Media Contact: Vanessa Barrington 510-256-1200 firstname.lastname@example.org
March 24, 2020—Medicare beneficiaries who have been denied coverage for nursing facility services after transferring from hospitals because the hospital changed their status from “in patient” to “observation status” now have a right to appeal their classification and a chance to receive reimbursement from Medicare for the uncovered nursing facility charges.
The distinction between being labeled a hospital “inpatient” versus being placed on observation status is important because Medicare won’t cover certain services if a patient is classified as under observation. For example, it only covers subsequent care in a skilled nursing facility for patients who were hospitalized as inpatients for three or more consecutive days. Patients in the hospital under observation status are considered “outpatients” and thus ineligible for coverage of very costly care at nursing facilities. This has forced many Medicare beneficiaries to either pay thousands of dollars out of pocket for that care or to forgo the needed care altogether. While people with Medicare can appeal virtually any other issue affecting their coverage, the Centers for Medicare & Medicaid Service (CMS) has blocked attempts by beneficiaries to appeal their hospital status.
This decision was issued in the U.S. District Court in Hartford, Connecticut in the nationwide class action, Alexander v. Azar. The case will allow thousands of Medicare beneficiaries who were denied coverage for nursing home stays to appeal changes in status to “observation” going back to 2009. Relief could be in the millions of dollars. Justice in Aging filed this case with the Center for Medicare Advocacy with pro bono representation from the law firm Wilson Sonsini Goodrich & Rosati.
“Before this ruling, countless Medicare beneficiaries couldn’t receive medically necessary services in skilled nursing facilities because they could not afford the out-of-pocket costs. Now, they have a constitutional due process right to appeal their classifications and potentially get the care they need,” said Carol Wong, Senior Staff Attorney, Justice in Aging.

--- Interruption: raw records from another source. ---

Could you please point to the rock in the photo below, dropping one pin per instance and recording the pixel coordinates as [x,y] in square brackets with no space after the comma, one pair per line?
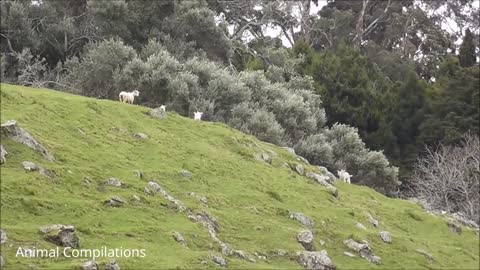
[364,250]
[3,236]
[30,166]
[305,238]
[158,113]
[112,265]
[372,221]
[114,182]
[267,158]
[303,219]
[346,253]
[239,253]
[179,238]
[299,169]
[426,254]
[138,174]
[302,159]
[15,132]
[386,236]
[186,174]
[3,154]
[66,237]
[315,260]
[219,260]
[290,150]
[360,226]
[326,172]
[140,135]
[91,265]
[115,201]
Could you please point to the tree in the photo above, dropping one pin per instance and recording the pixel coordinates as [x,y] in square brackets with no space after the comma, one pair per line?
[467,50]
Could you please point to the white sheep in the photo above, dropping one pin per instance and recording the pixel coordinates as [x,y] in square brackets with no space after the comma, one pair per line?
[344,176]
[198,115]
[128,97]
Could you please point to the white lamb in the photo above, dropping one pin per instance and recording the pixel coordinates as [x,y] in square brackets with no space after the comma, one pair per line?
[128,97]
[344,176]
[198,116]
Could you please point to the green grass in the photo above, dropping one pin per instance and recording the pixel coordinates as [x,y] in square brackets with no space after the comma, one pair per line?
[250,199]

“Hospitals have been able to challenge CMS denial of in-patient coverage for years but not patients. Now the playing field is leveled. Because of this case, patients who are shifted to observation status can also show that they should be admitted as in patient,” Said Regan Bailey, Litigation Director, Justice in Aging.
Justice in Aging is a national organization that uses the power of law to fight senior poverty by securing access to affordable health care, economic security, and the courts for older adults with limited resources. Since 1972 we’ve focused our efforts primarily on fighting for people who have been marginalized and excluded from justice, such as women, people of color, LGBTQ individuals, and people with limited English proficiency.